On the occasion of The Italian Glass Weeks, Honey Garden, a sustainable project by artist Judi Harvest hosted in the Giorgio Giuman furnace in Murano, celebrates its (almost) 10 years with a picnic

A garden that intertwines - and safeguards - plants, bees, now even bats, and glass art. Between fragility and tenacity, protection, revitalization and the search for beauty.

This is the project undertaken at the beginning of 2013 in Murano, at the furnace of the master Giorgio Giuman, by American artist Judi Harvest and carried out over the years, cultivating flowers and passion, with strictly manual perseverance.

A special event is scheduled to celebrate the (almost) 10th anniversary of fruitful, creative and environmental collaboration: Honey Garden Picnic, a bucolic picnic in the beehive garden and the artistic glass that will be staged on 24 September, from 12 to 4pm, during the The Italian Glass Weeks, which this year unites Venice and Milan (read here).

The protection of bees, artistic glass and the ecosystem

During this glass celebating event, Judi Harvest presents a preview of Night and Day: Bats + Bees, a series of works centered on two endangered animals: bees and now bats, both essential for the balance of the ecosystem, operating in a complementary way and both in danger of extinction.

The exhibition, created with Silvia Sandini and Elvilino Zangrandi, is composed of sculptures and paintings in blown glass from Murano and exhibited from 17 to 25 September on the Sacca Serenella island at the Giorgio Giuman glass factory, where Judi Harvest has been working for 35 years.

The project is an evolution of her artistic career aimed at raising awareness on the interdependence between people and nature. This year's progran, enriched by a lecture, also invites visitors to create their own goto de fornasa to use for the picnic with the glass masters.

What is Honey Garden

Beneficial oasis, permanent art installation and habitat for bees that produces over 60 kilos of honey twice year, Honey Garden is the largest project undertaken to date by Judi Harvest.

Born in 2013, it extends over a plot of 250 sqm into the Giuman furnace. It took 6 loads of soil, 30 fruit trees and 500 flowering fragrant plants to create it, including lavender, jasmine, roses, sage, rosemary and wisteria, as well as four beehives of bees placed in the center. Over the years, this magical place has hosted many environmental and artistic projects, all focused on the revival of the Murano glass art, famous all over the world but not always adequately protected.

Who is Judi Harvest

The works inspired by bees and hives are made by Judi Harvest together with Murano glassmakers.

In this choral work - creative but tiring, poetic and at the same time tenacious - the goal of the artist is to support and give international visibility to the Giumanglassware  and to a glass art, often unregarded and in difficulty: in danger of extinction, just like bees. A commitment as virtuous as it is concrete that has been illustrated several times, even recently, by The New York Times.

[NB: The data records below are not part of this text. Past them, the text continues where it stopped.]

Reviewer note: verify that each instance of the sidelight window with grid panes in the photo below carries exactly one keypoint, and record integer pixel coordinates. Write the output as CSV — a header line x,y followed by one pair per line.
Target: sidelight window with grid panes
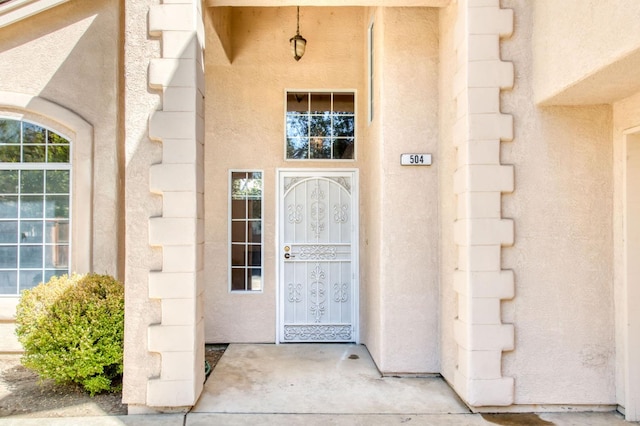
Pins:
x,y
35,176
246,231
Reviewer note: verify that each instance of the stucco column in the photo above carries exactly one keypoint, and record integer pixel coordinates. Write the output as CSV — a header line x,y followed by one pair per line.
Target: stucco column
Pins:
x,y
164,339
480,179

The danger of extinction: for bees and artistic glass alike

“There is a connection between the disappearance of bees and the loss of importance of Murano glass production” explains the artist. “My project aims to bring the life of bees back to the garden to reproduce their contents in glass as a gesture of protest”.

Glass art as a testimony of natural survival

Representing the fragility of pollination, of seeds and the plant cycles in Murano glass manifests in a profound and emphatic way a conscious vision of the environmental condition.

The manual work of beekeeping undertaken with stubbornness by Judi Harvest leads to projects focused on hives and bees, in turn translated into works in glass, which, as transparent and fragile presences, become the material of representation of a process where art and handicrafts testify to the survival chances of natural ecosystems.

Beauty to help understand reality

“Thinking about the fragility of the seeds, I understood the vulnerability of the bee population. My subsequent glass works, paintings, drawings and videos were made to help understand this reality explains the American artist.

Does art have a purpose beyond aesthetics? Judi Harvest thinks so” says Barbara Rose, art historian. She wants her art not only to be beautiful but to do nothing less than change the world, or at least our perception of it. Her main preoccupation is how humans interact with nature, now challenging the survival of the human race.

Her research first into how bees are responsible for pollinating plants and flowers and now how bats help us live, inspire her art. Thus, her current Murano glass and encaustic artworks which involves both species, has an ecological as well as an aesthetic meaning. She uses beauty to focus our attention on the danger of extinction that face both flying species.